Sir Keir Starmer had a powerful line of attack at today’s Prime Minister’s Questions. He led on the government’s own review of the treatment of rape and sexual violence, which recommended sweeping reforms to the way cases are handled so that the current low rate of charges and convictions can be reversed. Prosecutions have fallen by nearly 60 per cent in four years — to just 2,102 — while convictions have also experienced a similar decline. Today, Starmer pointed out that 98.4 per cent of reported rapes don’t lead to a charge. He repeatedly pressed Johnson on what the government was actually doing beyond apologising for the current situation.

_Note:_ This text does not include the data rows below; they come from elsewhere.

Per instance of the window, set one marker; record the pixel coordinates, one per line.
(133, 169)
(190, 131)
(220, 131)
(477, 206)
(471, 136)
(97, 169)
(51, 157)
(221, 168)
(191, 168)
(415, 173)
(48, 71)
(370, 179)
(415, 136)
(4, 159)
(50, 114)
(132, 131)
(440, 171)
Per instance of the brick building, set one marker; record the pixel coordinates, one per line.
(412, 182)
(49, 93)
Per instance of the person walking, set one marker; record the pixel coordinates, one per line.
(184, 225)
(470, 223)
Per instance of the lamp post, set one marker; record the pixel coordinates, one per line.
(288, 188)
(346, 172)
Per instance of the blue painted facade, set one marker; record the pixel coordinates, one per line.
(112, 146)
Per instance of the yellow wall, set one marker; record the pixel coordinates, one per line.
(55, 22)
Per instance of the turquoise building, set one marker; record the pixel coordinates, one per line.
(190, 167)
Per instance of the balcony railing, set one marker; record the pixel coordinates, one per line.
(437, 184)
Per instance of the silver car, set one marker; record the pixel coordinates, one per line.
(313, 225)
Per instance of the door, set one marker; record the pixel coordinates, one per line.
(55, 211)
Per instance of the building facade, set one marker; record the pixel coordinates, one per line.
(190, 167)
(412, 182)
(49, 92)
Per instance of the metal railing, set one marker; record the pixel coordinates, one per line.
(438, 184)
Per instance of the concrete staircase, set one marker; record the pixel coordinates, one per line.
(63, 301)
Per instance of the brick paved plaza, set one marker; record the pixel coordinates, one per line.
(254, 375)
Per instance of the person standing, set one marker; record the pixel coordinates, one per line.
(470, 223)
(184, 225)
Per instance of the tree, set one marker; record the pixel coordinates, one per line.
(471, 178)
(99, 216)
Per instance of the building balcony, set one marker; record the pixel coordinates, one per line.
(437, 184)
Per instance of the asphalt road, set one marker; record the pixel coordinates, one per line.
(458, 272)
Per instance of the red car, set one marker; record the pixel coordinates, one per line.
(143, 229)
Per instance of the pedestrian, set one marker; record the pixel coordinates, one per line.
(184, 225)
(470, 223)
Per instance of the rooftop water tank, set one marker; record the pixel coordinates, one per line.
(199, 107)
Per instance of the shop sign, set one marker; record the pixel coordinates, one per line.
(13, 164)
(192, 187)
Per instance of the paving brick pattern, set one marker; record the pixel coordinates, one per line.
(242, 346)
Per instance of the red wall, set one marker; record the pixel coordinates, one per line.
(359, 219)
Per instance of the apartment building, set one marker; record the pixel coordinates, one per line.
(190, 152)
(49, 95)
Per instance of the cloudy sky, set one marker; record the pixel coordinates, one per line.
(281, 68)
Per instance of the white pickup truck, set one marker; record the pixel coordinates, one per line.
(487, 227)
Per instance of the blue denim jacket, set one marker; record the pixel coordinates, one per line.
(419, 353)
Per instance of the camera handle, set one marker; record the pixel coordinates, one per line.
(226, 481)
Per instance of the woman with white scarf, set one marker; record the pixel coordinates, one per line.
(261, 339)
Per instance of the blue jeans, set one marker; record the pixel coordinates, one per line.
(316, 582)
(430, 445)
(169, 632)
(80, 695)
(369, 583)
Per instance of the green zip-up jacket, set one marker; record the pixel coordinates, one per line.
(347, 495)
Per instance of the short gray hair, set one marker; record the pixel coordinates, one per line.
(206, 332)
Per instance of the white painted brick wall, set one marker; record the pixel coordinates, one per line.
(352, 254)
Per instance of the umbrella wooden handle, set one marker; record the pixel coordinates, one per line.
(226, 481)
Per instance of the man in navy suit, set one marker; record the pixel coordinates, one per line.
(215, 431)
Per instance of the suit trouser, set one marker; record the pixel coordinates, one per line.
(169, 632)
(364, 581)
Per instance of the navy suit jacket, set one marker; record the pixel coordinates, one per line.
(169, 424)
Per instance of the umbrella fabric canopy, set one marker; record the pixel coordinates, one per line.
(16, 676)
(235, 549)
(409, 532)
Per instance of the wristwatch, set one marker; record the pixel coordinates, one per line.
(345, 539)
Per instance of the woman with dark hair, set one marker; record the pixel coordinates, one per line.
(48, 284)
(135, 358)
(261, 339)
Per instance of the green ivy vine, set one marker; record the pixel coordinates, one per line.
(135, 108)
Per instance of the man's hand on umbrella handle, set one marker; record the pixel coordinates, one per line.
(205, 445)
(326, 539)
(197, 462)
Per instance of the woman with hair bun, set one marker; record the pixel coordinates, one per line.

It undid the Prime Minister’s attempts to show care and empathy in his earlier answers
Johnson was able to point out that he was the one who commissioned the review and spoke with empathy about the impact of the current system on victims. But it was not until the fifth question that he apologised for what complainants had experienced — and only when Starmer pointed out that the Justice Secretary had given his own apology. The Labour leader also repeatedly upbraided Johnson for talking merely about sentencing for offenders when the problems arose earlier in the justice pipeline, both at charge and conviction stage.
There were two reasons why the Prime Minister kept talking about sentencing. One was that it allowed him to suggest that the government was taking action against offenders. The other was that he could then attack Starmer for whipping his party to vote against longer sentences for sexual and violent offenders in the Police, Crime, Sentencing and Courts Bill. Johnson was obviously overjoyed when Labour ended up being bounced into voting against the second reading of this wide-ranging piece of legislation because of concerns about its plans to clamp down on protests. Privately, Labour frontbenchers have been unhappy about the way in which this decision has allowed the Tories to paint their party as being soft on home affairs more widely. That the PM was able to use it once again shows the risks for Starmer of being swept up in events. After all, Johnson leads the party that has been in power throughout the period that prosecutions and conviction have been dropping.
But Johnson also misfired in his final answer. He had come up with a series of catchy criticisms for Starmer which developed his ‘he vacillates, we vaccinate’ line. This time, he told the Commons: ‘they jabber, we jab’. The problem is that it didn’t really work in the context of a series of questions about rape. It undid the Prime Minister’s attempts to show care and empathy in his earlier answers. It isn’t unusual for PMs to get worked up during these sessions and say something they regret — David Cameron would famously turn a funny shade of pink before telling women to ‘calm down, dear’ or calling Ed Balls a ‘muttering idiot’. But these were pre-prepared lines. It would have been better for Johnson to dump them.